Уж не знаю, как именно безумный лорд посоветовал употреблять мою кровь. У меня возникала мысль, уж не водила ли моя госпожа дружбу с вампирами? Может, в её понимании их неизменность происходила именно от употребления крови во внутрь? 
Тем не менее, она взяла за правило каждую ночь прикладываться к моим жилам. 
Мне от такого еженощного ритуала не в радость сделались и вкусная еда, и дорогая одежда, и мягкая постель. Насчет последнего я думала, что настанет день, вернее ночь, и мне больше не подняться. 
Что касается Лассинии, то она была очень даже довольна. Не думаю, что дело именно в моей крови, как уникальном средстве от старения. Просто развращённая натура моей госпожи встретила в питье крови новое, ещё не испытанное удовольствие. 
Наверное, в каком-то смысле она действительно любила меня. Странной, извращённой любовью, которая возникает только тогда, когда жизнь живого существа полностью находится в руках и льётся алой струёй в горло. 
— Ты знаешь, сколько живут Высшие эльфы? – говорила она, медленно проводя эбонитовым кинжалом (клыков у неё, разумеется, не было, хотя и странно) по ярёмной вене на горле. 

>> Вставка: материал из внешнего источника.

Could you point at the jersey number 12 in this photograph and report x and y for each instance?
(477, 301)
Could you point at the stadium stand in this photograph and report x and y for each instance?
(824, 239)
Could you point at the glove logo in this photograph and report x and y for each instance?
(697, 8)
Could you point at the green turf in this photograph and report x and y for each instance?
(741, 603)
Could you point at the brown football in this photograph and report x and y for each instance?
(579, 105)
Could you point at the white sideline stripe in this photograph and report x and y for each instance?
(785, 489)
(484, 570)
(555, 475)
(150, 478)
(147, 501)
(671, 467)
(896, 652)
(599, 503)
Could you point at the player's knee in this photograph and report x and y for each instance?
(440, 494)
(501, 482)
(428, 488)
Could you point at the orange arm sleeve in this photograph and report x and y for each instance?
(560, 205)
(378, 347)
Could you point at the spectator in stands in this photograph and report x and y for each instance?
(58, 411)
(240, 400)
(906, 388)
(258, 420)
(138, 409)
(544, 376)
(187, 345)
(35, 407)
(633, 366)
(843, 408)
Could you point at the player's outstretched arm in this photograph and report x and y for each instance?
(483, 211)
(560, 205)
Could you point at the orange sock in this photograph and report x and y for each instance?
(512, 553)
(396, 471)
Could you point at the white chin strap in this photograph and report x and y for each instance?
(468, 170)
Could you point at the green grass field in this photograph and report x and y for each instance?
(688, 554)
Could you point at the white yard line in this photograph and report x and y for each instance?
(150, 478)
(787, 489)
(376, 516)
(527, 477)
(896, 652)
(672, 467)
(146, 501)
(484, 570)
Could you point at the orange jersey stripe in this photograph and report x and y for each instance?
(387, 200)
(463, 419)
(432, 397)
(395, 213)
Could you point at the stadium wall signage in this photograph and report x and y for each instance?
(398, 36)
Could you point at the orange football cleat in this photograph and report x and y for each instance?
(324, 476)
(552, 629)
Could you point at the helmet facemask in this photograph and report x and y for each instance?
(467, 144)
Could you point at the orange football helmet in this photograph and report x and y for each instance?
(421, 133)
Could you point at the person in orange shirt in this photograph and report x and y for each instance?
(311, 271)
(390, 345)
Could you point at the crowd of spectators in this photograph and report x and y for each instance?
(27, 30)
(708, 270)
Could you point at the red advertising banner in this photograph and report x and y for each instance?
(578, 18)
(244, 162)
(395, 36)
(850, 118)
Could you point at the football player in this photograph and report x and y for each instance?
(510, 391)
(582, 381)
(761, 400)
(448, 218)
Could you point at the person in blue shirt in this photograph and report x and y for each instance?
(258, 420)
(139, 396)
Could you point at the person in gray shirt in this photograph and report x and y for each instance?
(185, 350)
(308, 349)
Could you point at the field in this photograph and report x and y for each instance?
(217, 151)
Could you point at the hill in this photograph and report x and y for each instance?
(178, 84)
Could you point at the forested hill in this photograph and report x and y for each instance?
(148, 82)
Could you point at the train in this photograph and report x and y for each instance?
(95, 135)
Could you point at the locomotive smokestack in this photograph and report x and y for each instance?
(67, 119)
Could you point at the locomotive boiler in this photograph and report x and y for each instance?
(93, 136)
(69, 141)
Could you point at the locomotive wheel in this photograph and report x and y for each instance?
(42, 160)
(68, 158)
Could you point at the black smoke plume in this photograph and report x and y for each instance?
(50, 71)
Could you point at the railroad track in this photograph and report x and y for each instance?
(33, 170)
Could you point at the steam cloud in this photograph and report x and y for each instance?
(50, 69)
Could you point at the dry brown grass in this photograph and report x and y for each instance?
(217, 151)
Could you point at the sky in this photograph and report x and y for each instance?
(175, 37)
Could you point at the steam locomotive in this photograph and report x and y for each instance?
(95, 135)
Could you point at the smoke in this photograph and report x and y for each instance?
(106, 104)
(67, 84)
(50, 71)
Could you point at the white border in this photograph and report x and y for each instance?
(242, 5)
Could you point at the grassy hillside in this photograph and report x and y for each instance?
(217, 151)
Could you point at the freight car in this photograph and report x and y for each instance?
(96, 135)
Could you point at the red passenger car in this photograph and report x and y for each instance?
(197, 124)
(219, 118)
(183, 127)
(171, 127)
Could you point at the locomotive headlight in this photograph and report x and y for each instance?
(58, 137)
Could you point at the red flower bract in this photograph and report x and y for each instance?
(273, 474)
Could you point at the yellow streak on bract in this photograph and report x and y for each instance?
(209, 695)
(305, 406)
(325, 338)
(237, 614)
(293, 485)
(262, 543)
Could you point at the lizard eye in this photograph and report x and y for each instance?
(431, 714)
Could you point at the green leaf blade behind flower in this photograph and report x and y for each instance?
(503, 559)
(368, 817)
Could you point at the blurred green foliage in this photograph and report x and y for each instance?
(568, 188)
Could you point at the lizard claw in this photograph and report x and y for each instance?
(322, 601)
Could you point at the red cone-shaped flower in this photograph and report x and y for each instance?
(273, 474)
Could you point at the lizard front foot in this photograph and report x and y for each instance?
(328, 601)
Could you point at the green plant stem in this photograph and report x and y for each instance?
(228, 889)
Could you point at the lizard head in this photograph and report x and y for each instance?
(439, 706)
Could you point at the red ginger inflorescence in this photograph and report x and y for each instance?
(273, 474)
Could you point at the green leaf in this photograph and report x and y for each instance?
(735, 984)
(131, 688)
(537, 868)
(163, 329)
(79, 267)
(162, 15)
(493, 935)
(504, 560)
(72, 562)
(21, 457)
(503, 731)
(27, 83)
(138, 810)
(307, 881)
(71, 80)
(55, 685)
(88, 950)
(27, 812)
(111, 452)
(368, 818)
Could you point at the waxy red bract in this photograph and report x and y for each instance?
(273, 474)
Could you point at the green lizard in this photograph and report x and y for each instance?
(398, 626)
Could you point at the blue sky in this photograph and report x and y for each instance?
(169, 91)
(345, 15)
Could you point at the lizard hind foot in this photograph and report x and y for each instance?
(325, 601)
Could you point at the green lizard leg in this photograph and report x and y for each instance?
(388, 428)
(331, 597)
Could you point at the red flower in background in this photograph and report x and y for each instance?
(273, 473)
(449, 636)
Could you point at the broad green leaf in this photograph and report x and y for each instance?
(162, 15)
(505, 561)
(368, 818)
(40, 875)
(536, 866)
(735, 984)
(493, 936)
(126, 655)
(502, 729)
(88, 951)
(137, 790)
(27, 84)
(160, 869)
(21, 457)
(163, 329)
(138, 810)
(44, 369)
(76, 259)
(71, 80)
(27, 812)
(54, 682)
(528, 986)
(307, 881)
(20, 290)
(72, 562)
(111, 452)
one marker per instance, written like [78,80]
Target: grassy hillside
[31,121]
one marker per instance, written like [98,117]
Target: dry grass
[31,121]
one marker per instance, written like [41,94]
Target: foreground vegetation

— Я хочу, чтобы всего лишь небольшая часть твоей долгой жизни перешла ко мне. 
И после – медленно, очень медленно надавливала на кожу. Запястья, спина, грудь – всё было покрыто сеткой порезов. Те, которые успевали зажить, становились тонкими бледными ниточками, те, которые она наносила вновь – сочились всю ночь красной влагой. Все эти шрамы так и остались на моём теле, как память о той части жизни, которую я почти позабыла. 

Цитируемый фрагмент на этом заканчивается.